This project was part of our examination for the Data Mining course @ UNIMIB (Università degli Studi di Milano Bicocca). We tried to extract information from news articles from the BBC archive regarding business. The final aim was to compare the performance of a Latent Dirichlet Allocation topic modeling algorithm agains a baseline created ad hoc by the authors.
Among the things we learned: document clustering, topic modeling, semantic coherence, stemming algorithms, web scraping.

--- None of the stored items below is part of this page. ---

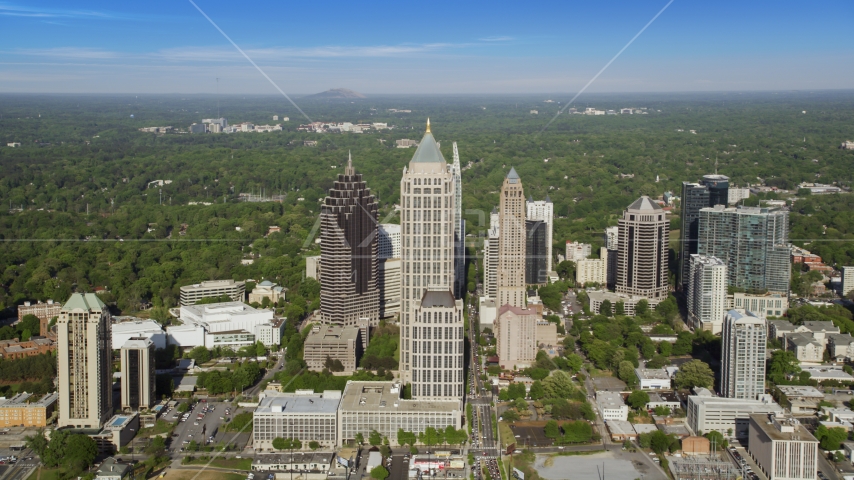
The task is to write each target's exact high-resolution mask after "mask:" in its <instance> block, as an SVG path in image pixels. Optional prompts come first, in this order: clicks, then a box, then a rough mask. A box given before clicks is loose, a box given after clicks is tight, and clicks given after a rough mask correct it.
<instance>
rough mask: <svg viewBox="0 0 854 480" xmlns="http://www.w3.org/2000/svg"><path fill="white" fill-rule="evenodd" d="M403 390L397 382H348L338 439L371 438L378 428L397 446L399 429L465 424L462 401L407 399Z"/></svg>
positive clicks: (449, 425)
mask: <svg viewBox="0 0 854 480" xmlns="http://www.w3.org/2000/svg"><path fill="white" fill-rule="evenodd" d="M400 389H401V385H400V384H399V383H395V382H372V381H371V382H357V381H352V380H351V381H348V382H347V386H346V387H344V395H343V396H342V398H341V404H340V406H339V407H338V441H339V442H340V443H341V444H344V443H347V442H350V441H353V440H355V438H356V435H357V434H359V433H361V434H362V436H363V437H364V438H368V436H369V435H370V434H371V431H373V430H376V431H377V432H379V433H380V435H382V436H384V437H386V438H388V439H389V442H391V444H392V445H396V444H397V431H398V430H399V429H403V431H405V432H413V433H415V434H416V435H417V434H419V433H421V432H423V431H424V430H425V429H427V427H433V428H435V429H437V430H438V429H445V428H446V427H448V426H451V427H453V428H456V429H459V428H461V427H462V404H461V402H460V401H459V400H404V399H402V398H400V397H401V395H400V394H401V392H400Z"/></svg>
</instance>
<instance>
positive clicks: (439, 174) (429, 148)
mask: <svg viewBox="0 0 854 480" xmlns="http://www.w3.org/2000/svg"><path fill="white" fill-rule="evenodd" d="M454 202H455V187H454V177H453V175H452V174H451V172H450V169H449V168H448V164H447V162H445V158H444V157H443V156H442V152H441V151H440V150H439V145H438V144H437V143H436V140H435V139H434V138H433V134H432V133H431V132H430V122H429V120H428V122H427V132H426V133H425V134H424V138H423V139H422V140H421V143H420V144H419V146H418V149H417V150H416V151H415V155H413V157H412V160H411V161H410V162H409V166H408V167H407V168H404V169H403V178H402V179H401V181H400V214H401V217H400V224H401V244H402V245H401V260H402V265H401V270H402V285H401V288H402V294H403V299H402V305H401V348H400V374H401V377H402V379H403V381H404V383H410V384H412V396H413V398H420V399H441V398H455V399H459V398H462V394H463V392H462V381H463V379H462V377H463V368H462V363H463V362H462V359H463V352H462V350H461V347H460V348H459V351H458V352H456V351H454V350H455V349H454V347H455V346H456V345H457V342H458V341H459V345H462V337H459V339H458V338H457V336H458V335H462V329H463V317H462V302H457V301H456V300H454V297H453V294H452V292H453V287H454V212H455V206H454ZM449 297H450V299H449ZM416 335H418V336H417V337H416ZM426 340H429V343H428V342H426ZM439 340H442V341H441V342H440V341H439ZM428 344H429V347H428ZM419 347H420V348H419ZM416 349H418V350H416ZM427 349H429V352H430V353H429V354H426V353H422V352H425V350H427ZM439 350H441V356H440V355H438V353H439ZM416 356H417V357H416ZM433 357H435V358H438V359H441V362H442V363H441V365H442V367H440V368H439V369H437V367H435V366H433V362H434V361H439V360H434V359H433ZM457 357H459V358H458V359H457ZM416 358H418V359H419V360H420V361H419V360H416ZM427 358H430V360H429V361H430V362H431V363H430V364H431V366H430V367H426V366H425V365H426V362H427V361H428V360H427ZM416 362H417V367H416ZM446 362H447V365H446ZM434 371H435V372H442V373H441V375H439V374H438V373H435V374H434V373H433V372H434ZM445 386H447V388H445ZM452 387H453V388H452ZM457 387H459V388H457Z"/></svg>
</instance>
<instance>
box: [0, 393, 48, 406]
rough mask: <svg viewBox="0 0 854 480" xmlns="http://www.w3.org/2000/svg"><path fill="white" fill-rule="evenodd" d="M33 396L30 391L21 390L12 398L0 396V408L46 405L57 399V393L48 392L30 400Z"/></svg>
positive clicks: (31, 398)
mask: <svg viewBox="0 0 854 480" xmlns="http://www.w3.org/2000/svg"><path fill="white" fill-rule="evenodd" d="M32 398H33V394H32V393H27V392H22V393H19V394H17V395H15V396H14V397H12V398H6V397H0V408H19V407H47V406H49V405H51V404H53V403H56V401H57V400H58V399H59V394H58V393H56V392H54V393H48V394H47V395H44V396H43V397H41V398H40V399H39V400H38V401H35V402H33V401H30V399H32Z"/></svg>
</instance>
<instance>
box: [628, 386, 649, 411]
mask: <svg viewBox="0 0 854 480" xmlns="http://www.w3.org/2000/svg"><path fill="white" fill-rule="evenodd" d="M626 403H628V405H629V406H630V407H632V408H634V409H635V410H641V409H643V408H644V407H646V404H647V403H649V394H648V393H646V392H644V391H643V390H635V391H633V392H632V393H630V394H629V396H628V398H626Z"/></svg>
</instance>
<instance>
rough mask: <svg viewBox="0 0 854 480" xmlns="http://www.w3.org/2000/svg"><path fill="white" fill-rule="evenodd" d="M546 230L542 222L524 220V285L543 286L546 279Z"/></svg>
mask: <svg viewBox="0 0 854 480" xmlns="http://www.w3.org/2000/svg"><path fill="white" fill-rule="evenodd" d="M548 228H549V225H548V224H547V223H546V222H544V221H542V220H525V232H526V237H527V238H526V239H525V249H526V252H525V283H527V284H528V285H532V284H537V285H545V283H546V280H547V278H548V276H547V273H548V268H547V265H548V247H547V243H546V242H547V239H548Z"/></svg>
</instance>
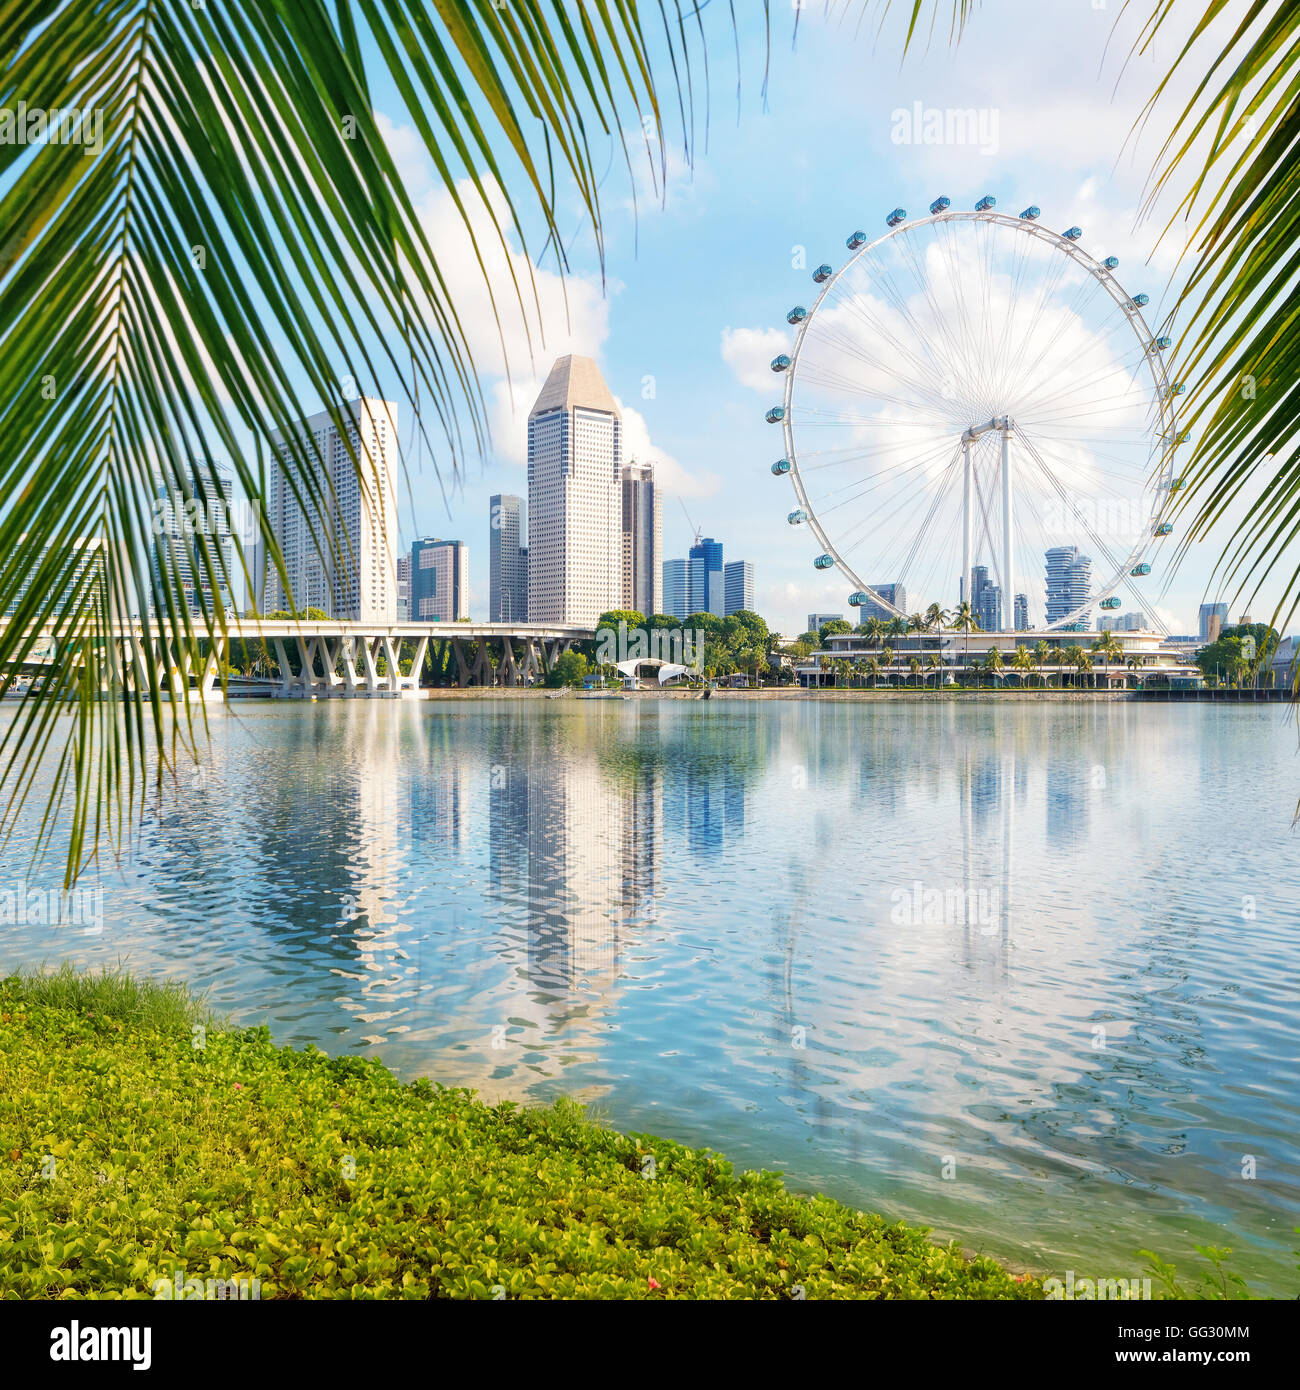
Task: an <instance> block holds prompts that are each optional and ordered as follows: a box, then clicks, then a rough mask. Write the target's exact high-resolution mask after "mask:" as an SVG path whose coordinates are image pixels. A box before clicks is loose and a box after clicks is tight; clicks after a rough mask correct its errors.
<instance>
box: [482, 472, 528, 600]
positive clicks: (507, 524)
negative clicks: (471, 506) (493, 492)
mask: <svg viewBox="0 0 1300 1390" xmlns="http://www.w3.org/2000/svg"><path fill="white" fill-rule="evenodd" d="M489 507H491V513H489V514H491V530H489V531H488V621H489V623H523V621H526V620H527V617H528V548H527V546H526V545H524V543H523V541H524V537H526V534H527V531H526V527H527V521H526V516H527V513H526V509H524V499H523V498H517V496H514V493H513V492H498V493H496V495H495V496H494V498H492V499H491V500H489Z"/></svg>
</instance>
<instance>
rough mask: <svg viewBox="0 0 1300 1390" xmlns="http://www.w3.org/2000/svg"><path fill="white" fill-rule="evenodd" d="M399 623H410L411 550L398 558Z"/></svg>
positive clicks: (398, 602)
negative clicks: (410, 579)
mask: <svg viewBox="0 0 1300 1390" xmlns="http://www.w3.org/2000/svg"><path fill="white" fill-rule="evenodd" d="M398 621H399V623H409V621H410V550H403V552H402V553H400V555H399V556H398Z"/></svg>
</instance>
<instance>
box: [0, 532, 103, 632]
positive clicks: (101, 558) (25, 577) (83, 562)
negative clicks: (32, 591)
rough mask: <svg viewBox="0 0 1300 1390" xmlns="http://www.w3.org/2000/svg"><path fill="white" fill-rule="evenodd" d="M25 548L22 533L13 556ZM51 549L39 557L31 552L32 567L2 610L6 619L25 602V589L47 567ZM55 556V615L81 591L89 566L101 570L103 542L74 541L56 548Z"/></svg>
mask: <svg viewBox="0 0 1300 1390" xmlns="http://www.w3.org/2000/svg"><path fill="white" fill-rule="evenodd" d="M25 545H26V532H25V531H24V532H22V535H19V537H18V541H17V545H15V553H22V552H24V549H25ZM53 549H54V548H53V546H50V545H43V546H42V548H40V553H39V555H36V553H35V552H32V563H31V566H29V569H28V571H26V574H25V575H24V578H22V581H21V582H19V585H18V591H17V592H15V594H14V596H13V599H11V600H10V603H8V606H7V607H6V609H4V616H6V617H13V616H14V614H15V613H17V612H18V609H19V607H21V606H22V600H24V599H25V598H26V594H28V589H29V588H31V587H32V581H33V580H35V578H36V577H38V574H39V573H40V570H42V569H43V567H44V566H47V564H49V563H50V552H51V550H53ZM57 553H58V560H57V562H56V569H54V571H53V584H54V588H56V594H57V596H56V599H54V612H58V610H60V609H61V607H63V606H64V605H65V603H68V602H70V600H71V599H74V598H75V596H76V594H78V591H79V589H81V587H82V580H83V578H85V574H86V570H88V569H90V566H92V563H93V564H95V566H96V567H101V566H103V555H104V542H103V541H101V539H100V538H99V537H76V538H75V539H74V541H70V542H68V543H67V545H63V546H60V548H58V552H57ZM14 557H15V555H11V556H10V559H11V560H13V559H14ZM42 587H44V585H42Z"/></svg>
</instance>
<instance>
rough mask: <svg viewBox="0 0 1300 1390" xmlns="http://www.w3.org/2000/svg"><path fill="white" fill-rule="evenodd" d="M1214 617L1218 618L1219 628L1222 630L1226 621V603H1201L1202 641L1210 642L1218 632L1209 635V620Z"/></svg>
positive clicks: (1215, 636) (1201, 640)
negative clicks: (1212, 634) (1201, 604)
mask: <svg viewBox="0 0 1300 1390" xmlns="http://www.w3.org/2000/svg"><path fill="white" fill-rule="evenodd" d="M1215 617H1217V619H1218V620H1219V628H1221V630H1222V627H1224V626H1225V624H1226V621H1228V605H1226V603H1203V605H1201V613H1200V638H1201V641H1203V642H1212V641H1215V638H1217V637H1218V632H1215V634H1214V637H1211V635H1210V620H1211V619H1215Z"/></svg>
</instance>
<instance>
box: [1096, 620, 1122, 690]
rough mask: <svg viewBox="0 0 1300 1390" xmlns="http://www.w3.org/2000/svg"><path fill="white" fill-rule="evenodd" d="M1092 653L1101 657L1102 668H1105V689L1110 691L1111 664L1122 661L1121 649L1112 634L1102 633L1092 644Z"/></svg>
mask: <svg viewBox="0 0 1300 1390" xmlns="http://www.w3.org/2000/svg"><path fill="white" fill-rule="evenodd" d="M1093 651H1094V652H1096V653H1097V655H1098V656H1100V657H1101V662H1103V666H1104V667H1105V684H1107V689H1110V684H1111V662H1115V660H1123V648H1122V646H1121V645H1119V641H1118V639H1116V637H1115V634H1114V632H1103V634H1101V637H1098V638H1097V641H1096V642H1093Z"/></svg>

To run the R script you need R >= 3.4.0 and Python 2.7+. We also make use of the following R packages:
- tm
- snowballC
- wordcloud
- syuzhet
- ggplot2
- topicmodels
- tidytext
- dplyr
- cluster
- fpc
- proxy
- here
- reticulate
and of the following Python packages:
- wordcloud
- Pillow
- numpy
- watson_developer_cloud
You may need to install them if you don't have them already. Unfortunately, the R language does not come with a reliable dependency manager.
We make use of the R package "reticulate" to communicate between the two languges. You will find chunks of Python code in R scripts and seemingly nonsense Python standalone files :) .
Since there are a couple of computationally intensive tasks for what concerns the pre-processing of the text, we have bundled the pre-processed documents in an RData file. This includes removal of stopwords, stemming, and stem completion. To load it, run:
load('rdata_files/docs.RData')
We've tried to ensure replicability of the project but despite setting seeds, various R modeling functions seem to run randomly. We will correct the code if we work it out.